Version 4 · Few-Shot Production Prompt
"You are writing a client proposal for a field equipment services company. Study the tone, structure, and persuasion style of the following 4 successful proposals by the branch manager: [examples]. Write a new proposal for [client/building type] addressing [upgrade needs]. Match his direct, client-focused tone exactly. Lead with the client's operational risk, not product features."
What the Few-Shot Approach Solved

Generic prompts produced generic proposals. The few-shot approach gave Claude a concrete style target. After version 3, proposals matched the manager's tone closely enough that he stopped requesting revisions. The writing style became a team asset, not a single person's skill.

3
Pillar Three
Guardrails & Governance
Standing Rules · Diagnostic Form

1. The form flags upgrade priorities but never makes the final recommendation. The account manager reviews every flag before it appears client-facing.

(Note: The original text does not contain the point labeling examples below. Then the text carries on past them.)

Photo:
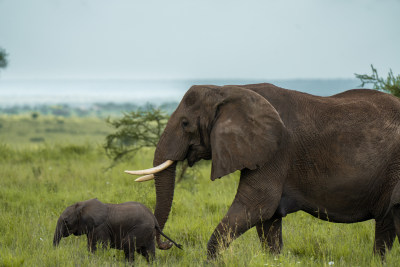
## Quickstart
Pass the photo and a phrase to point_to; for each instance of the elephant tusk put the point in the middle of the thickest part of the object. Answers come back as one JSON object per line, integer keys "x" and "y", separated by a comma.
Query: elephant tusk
{"x": 145, "y": 178}
{"x": 156, "y": 169}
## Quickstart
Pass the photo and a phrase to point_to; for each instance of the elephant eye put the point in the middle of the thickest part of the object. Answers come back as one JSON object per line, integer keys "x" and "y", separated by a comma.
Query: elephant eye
{"x": 185, "y": 123}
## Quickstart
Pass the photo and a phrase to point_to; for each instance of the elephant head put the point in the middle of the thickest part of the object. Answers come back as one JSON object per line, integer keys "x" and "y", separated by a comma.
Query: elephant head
{"x": 235, "y": 127}
{"x": 79, "y": 219}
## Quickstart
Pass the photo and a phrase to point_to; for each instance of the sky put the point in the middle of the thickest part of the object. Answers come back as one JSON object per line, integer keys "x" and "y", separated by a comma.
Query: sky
{"x": 209, "y": 39}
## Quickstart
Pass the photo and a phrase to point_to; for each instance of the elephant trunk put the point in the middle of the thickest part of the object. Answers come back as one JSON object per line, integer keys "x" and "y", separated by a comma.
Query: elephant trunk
{"x": 59, "y": 233}
{"x": 165, "y": 185}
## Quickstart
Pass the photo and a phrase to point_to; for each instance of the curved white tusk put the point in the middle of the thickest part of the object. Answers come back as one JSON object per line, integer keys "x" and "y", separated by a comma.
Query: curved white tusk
{"x": 156, "y": 169}
{"x": 145, "y": 178}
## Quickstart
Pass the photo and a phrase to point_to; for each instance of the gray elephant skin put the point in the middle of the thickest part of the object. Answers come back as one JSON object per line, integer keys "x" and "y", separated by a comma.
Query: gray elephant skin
{"x": 128, "y": 226}
{"x": 336, "y": 158}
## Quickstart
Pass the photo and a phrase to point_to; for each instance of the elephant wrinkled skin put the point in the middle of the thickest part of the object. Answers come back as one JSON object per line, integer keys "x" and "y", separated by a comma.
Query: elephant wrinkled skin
{"x": 128, "y": 226}
{"x": 336, "y": 158}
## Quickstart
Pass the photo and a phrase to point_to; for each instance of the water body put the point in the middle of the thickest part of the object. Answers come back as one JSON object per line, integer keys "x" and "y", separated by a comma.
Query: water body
{"x": 87, "y": 92}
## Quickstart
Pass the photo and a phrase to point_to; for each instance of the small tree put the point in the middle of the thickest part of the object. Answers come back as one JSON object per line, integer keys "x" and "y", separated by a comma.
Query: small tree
{"x": 135, "y": 130}
{"x": 3, "y": 58}
{"x": 391, "y": 84}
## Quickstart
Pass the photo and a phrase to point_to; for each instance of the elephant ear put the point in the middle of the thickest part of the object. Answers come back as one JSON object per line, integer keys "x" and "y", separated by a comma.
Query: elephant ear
{"x": 246, "y": 133}
{"x": 93, "y": 213}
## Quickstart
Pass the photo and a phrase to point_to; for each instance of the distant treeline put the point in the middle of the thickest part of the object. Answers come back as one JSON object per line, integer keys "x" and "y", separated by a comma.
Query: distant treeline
{"x": 96, "y": 109}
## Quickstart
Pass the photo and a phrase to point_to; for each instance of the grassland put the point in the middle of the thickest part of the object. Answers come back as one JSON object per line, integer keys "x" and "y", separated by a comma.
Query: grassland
{"x": 48, "y": 163}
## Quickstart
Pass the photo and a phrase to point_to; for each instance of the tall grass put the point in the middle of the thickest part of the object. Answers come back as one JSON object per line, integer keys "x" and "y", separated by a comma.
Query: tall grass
{"x": 37, "y": 182}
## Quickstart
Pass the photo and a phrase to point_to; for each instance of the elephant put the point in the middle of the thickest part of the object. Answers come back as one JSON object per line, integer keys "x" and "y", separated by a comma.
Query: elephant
{"x": 336, "y": 158}
{"x": 128, "y": 226}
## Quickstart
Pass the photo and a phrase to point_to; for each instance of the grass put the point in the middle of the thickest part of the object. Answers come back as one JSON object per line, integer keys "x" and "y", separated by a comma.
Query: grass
{"x": 39, "y": 180}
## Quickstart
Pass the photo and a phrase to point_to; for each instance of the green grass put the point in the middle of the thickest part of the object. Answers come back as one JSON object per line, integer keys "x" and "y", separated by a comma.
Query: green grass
{"x": 39, "y": 180}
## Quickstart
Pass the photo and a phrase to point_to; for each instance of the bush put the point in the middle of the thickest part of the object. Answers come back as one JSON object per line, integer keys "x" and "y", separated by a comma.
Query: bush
{"x": 391, "y": 84}
{"x": 136, "y": 130}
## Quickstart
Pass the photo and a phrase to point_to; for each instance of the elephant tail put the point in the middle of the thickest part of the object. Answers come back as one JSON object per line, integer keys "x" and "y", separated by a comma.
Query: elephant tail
{"x": 173, "y": 242}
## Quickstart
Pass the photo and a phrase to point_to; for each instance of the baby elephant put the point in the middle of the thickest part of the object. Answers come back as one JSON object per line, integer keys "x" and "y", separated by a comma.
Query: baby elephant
{"x": 128, "y": 226}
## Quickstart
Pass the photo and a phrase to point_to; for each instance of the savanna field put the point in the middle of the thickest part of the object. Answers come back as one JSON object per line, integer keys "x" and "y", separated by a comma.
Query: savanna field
{"x": 48, "y": 163}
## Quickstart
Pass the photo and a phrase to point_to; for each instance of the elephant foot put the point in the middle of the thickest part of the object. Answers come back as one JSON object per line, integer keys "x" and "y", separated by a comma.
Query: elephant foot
{"x": 164, "y": 245}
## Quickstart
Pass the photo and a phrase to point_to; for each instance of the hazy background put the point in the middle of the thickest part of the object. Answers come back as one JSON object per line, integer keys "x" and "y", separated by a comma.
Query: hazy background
{"x": 125, "y": 50}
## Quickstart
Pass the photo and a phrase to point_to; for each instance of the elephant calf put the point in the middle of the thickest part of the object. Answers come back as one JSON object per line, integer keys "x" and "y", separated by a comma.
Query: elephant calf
{"x": 128, "y": 226}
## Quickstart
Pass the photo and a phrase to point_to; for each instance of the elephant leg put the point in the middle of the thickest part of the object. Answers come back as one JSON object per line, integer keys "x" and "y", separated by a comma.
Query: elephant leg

2. Machine room and controller assessments require physical inspection confirmation. The form cannot override on-site judgment for safety-adjacent components.

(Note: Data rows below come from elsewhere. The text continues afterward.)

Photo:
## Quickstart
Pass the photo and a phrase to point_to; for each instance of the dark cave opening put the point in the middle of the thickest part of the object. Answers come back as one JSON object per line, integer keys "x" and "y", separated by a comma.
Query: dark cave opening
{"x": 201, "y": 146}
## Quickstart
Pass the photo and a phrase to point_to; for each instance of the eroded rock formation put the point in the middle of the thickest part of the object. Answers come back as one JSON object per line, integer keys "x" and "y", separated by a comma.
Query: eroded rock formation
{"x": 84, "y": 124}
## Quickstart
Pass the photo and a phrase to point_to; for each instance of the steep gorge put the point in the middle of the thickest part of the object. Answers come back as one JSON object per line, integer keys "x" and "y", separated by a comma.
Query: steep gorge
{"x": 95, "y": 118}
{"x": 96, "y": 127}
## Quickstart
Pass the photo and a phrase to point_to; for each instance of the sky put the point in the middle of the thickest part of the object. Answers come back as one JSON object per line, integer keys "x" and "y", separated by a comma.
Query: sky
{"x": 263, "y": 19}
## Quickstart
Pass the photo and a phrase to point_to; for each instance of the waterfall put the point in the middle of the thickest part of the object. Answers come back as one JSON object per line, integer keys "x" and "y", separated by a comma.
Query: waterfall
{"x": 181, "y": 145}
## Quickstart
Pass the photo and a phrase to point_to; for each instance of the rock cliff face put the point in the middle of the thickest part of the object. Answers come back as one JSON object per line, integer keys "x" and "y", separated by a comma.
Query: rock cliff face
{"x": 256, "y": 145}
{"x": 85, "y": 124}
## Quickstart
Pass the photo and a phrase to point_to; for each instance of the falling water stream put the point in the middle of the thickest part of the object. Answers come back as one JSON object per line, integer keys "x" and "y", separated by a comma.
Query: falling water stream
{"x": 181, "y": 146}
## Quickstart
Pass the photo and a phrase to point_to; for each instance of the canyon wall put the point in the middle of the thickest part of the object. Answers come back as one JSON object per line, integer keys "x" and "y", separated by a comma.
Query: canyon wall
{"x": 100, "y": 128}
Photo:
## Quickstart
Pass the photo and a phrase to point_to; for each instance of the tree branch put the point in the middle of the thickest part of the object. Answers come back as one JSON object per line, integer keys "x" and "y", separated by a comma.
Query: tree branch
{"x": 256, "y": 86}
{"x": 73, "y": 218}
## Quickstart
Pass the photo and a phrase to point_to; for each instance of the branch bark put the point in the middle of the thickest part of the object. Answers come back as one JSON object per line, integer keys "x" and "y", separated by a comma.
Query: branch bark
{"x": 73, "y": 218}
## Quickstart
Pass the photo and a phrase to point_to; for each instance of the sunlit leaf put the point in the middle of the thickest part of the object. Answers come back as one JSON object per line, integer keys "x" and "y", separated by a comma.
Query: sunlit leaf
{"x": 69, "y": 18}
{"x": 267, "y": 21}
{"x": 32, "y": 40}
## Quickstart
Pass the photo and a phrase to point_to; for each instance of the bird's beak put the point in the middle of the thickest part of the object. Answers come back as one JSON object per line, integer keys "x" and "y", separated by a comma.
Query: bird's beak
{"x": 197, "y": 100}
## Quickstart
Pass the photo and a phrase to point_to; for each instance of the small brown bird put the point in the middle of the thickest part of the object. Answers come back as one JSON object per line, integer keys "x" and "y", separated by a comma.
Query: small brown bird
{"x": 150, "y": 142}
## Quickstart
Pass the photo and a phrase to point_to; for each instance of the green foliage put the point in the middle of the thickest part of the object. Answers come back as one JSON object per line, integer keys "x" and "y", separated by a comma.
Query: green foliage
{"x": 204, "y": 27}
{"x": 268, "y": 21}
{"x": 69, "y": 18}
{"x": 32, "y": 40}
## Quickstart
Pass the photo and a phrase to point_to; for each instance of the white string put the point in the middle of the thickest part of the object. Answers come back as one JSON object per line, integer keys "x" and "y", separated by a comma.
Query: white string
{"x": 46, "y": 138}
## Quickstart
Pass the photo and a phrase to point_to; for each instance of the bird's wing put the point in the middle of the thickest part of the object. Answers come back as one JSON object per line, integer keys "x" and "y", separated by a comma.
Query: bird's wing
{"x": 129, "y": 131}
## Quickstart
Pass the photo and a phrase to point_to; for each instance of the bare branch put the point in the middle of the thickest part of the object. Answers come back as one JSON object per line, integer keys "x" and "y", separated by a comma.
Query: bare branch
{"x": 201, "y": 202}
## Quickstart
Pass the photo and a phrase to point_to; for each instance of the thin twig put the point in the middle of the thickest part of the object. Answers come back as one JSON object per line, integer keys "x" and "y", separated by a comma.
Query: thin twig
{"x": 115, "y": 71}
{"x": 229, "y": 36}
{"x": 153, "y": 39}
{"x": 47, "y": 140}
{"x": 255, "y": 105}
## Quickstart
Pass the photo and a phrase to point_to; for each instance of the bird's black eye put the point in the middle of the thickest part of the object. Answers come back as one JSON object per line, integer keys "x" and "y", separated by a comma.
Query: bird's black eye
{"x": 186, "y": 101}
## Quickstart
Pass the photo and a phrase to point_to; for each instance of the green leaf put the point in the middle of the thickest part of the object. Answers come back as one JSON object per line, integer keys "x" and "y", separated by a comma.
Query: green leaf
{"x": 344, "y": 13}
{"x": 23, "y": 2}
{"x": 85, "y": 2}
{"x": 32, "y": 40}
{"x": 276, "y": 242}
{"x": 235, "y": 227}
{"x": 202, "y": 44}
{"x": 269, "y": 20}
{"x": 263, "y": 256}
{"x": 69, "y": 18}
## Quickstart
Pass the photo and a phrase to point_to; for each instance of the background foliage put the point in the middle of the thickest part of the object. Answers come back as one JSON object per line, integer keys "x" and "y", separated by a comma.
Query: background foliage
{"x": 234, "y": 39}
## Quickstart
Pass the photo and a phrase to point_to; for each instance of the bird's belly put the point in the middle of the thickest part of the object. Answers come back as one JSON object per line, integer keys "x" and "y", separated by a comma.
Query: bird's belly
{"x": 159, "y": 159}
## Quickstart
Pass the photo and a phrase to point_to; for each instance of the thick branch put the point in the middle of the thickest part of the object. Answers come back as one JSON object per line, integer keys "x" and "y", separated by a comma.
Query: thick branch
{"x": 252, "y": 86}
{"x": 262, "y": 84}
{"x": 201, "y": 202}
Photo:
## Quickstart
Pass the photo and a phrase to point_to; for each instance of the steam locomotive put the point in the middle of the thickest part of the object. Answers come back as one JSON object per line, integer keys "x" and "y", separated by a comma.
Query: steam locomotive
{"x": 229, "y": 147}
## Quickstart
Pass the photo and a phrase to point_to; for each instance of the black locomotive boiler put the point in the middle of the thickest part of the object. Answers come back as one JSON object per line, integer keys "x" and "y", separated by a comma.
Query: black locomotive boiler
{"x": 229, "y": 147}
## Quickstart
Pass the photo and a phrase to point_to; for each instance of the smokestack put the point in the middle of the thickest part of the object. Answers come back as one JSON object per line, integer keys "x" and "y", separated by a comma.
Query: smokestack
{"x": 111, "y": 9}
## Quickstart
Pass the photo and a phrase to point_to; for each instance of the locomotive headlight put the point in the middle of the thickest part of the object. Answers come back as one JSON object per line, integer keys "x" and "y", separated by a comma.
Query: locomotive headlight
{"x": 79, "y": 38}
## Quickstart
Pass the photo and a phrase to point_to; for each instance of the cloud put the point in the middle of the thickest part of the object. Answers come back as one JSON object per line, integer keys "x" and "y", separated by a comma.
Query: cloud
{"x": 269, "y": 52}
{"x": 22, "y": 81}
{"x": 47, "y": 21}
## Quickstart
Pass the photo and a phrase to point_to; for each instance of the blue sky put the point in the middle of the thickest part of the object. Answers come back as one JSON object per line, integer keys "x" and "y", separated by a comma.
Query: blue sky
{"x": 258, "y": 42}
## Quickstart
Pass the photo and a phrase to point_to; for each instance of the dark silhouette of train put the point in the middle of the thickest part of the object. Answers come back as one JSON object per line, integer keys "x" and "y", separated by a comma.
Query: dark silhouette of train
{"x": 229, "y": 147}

3. The output is an internal working document. It feeds the proposal but is never shared directly with the client.

Standing Rules · Proposal Prompt Library

1. Every AI-generated proposal is reviewed by the account manager before submission.

2. Pricing, contract terms, and technical specifications are always entered manually. The AI handles tone and structure only.

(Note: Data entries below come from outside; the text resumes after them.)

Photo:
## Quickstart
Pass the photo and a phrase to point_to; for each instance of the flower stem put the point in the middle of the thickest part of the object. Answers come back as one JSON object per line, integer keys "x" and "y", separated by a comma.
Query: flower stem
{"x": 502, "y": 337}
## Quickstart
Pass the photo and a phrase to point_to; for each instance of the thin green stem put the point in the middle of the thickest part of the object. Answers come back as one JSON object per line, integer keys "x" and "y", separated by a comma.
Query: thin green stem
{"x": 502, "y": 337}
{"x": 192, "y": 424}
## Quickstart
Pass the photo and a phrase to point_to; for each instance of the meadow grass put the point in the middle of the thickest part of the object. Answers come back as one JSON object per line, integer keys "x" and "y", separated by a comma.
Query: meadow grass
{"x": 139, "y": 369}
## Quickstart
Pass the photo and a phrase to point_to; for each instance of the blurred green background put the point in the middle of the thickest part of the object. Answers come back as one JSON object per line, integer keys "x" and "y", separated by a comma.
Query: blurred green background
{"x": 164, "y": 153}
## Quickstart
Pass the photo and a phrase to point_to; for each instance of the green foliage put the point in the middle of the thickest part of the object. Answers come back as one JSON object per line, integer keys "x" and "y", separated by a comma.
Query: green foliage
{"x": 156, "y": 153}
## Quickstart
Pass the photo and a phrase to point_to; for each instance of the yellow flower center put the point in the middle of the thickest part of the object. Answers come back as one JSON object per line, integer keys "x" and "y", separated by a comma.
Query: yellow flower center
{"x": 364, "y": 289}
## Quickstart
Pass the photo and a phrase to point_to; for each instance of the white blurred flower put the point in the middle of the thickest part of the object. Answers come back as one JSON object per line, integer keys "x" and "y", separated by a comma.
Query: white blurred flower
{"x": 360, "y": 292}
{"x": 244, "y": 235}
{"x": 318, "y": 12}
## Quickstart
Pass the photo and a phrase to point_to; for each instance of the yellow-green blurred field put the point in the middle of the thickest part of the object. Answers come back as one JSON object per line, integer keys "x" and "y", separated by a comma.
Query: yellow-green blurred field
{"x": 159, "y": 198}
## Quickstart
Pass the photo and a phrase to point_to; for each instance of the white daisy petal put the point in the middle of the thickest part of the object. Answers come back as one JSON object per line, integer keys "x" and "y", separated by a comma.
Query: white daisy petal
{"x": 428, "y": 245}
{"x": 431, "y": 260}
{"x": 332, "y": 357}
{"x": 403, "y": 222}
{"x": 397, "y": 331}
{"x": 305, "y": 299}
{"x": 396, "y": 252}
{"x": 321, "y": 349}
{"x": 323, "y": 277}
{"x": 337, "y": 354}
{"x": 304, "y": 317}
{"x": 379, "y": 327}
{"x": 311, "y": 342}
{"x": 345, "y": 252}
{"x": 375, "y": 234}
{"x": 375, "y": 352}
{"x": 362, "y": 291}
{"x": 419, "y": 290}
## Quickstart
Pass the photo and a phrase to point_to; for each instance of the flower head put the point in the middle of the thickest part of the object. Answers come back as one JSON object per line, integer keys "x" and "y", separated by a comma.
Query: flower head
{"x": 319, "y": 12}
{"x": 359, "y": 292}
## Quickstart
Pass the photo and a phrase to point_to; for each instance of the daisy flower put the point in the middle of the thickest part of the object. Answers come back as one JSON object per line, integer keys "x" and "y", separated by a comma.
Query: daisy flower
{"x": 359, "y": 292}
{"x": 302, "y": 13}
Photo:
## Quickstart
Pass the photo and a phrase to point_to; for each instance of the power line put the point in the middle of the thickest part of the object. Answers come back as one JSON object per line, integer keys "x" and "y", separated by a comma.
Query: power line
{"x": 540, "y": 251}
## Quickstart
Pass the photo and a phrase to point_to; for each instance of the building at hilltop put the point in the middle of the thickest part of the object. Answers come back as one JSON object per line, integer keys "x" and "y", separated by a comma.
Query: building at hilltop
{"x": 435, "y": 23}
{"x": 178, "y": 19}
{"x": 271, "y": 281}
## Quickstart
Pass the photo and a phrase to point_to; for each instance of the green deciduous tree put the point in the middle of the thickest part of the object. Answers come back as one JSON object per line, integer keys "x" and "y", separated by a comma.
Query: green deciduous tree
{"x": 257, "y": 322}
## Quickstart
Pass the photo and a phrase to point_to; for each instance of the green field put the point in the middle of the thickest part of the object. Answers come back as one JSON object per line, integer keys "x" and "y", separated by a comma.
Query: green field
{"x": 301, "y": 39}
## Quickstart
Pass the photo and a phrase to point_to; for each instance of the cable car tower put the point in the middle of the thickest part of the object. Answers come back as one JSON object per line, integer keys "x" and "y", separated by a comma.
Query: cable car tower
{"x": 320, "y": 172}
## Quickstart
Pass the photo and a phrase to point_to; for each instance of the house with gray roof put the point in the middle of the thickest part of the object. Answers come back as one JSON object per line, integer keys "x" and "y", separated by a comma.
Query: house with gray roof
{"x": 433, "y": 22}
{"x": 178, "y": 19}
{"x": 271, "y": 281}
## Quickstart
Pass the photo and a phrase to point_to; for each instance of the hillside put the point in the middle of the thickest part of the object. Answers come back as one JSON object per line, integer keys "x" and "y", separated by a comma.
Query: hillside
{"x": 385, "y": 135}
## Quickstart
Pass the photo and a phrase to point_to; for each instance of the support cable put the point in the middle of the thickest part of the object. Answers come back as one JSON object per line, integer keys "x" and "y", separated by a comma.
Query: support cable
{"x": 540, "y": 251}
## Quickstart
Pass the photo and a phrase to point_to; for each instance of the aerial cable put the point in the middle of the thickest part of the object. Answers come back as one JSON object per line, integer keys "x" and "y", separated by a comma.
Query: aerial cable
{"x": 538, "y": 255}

3. If the client has prior relationship history, that context is added manually before the prompt runs.

4
Pillar Four
Systematic Evaluation
Test ScenarioExpected BehaviorActual ResultStatus
Diagnostic form on building with 3 flagged componentsFlags all 3, no missed itemsAll 3 flagged correctly, priority order accuratePASS
Form used by colleague unfamiliar with original checklistCompleted without guidanceCompleted in 31 min, 1 clarification on machine room sectionPASS
Proposal prompt on new client type not in examplesMaintain tone, adjust contextTone held, but opening led with product specs · caught in review, constraint addedFLAGGED → FIXED
Proposal prompt on client with prior service historyNeutral draft, manager adds context manuallyCorrectly produced neutral draft; context added manuallyPASS
Route planning with AI on 5-visit dayOptimized by traffic and geographyReduced estimated drive time by 34 minutesPASS
Human Judgment Boundary

The proposal prompt test revealed one failure mode: without an explicit instruction to lead with client risk, Claude defaulted to product feature language · exactly what the manager's style avoided. One constraint added to the system prompt fixed it. That catch happened in testing, not in front of a client.

5
Pillar Five
Visual Proof & Business Impact
77%
Reduction in diagnostic survey time per visit
93min
Time saved per site visit across all 5 account managers
0
Proposal revisions required after prompt library v4
4
Peers trained and adopted with no mandate
34min
Avg. drive time saved per day via AI route planning
Self-init.
Both systems designed and deployed without assignment
Scale Hypothesis

At 5 account managers saving 93 minutes per site visit and an average of 3 visits per day, the diagnostic form alone frees roughly 23 hours of field time per week. Applied to a regional team of 20 account managers, that represents over 90 hours of recovered selling time per week · without adding headcount.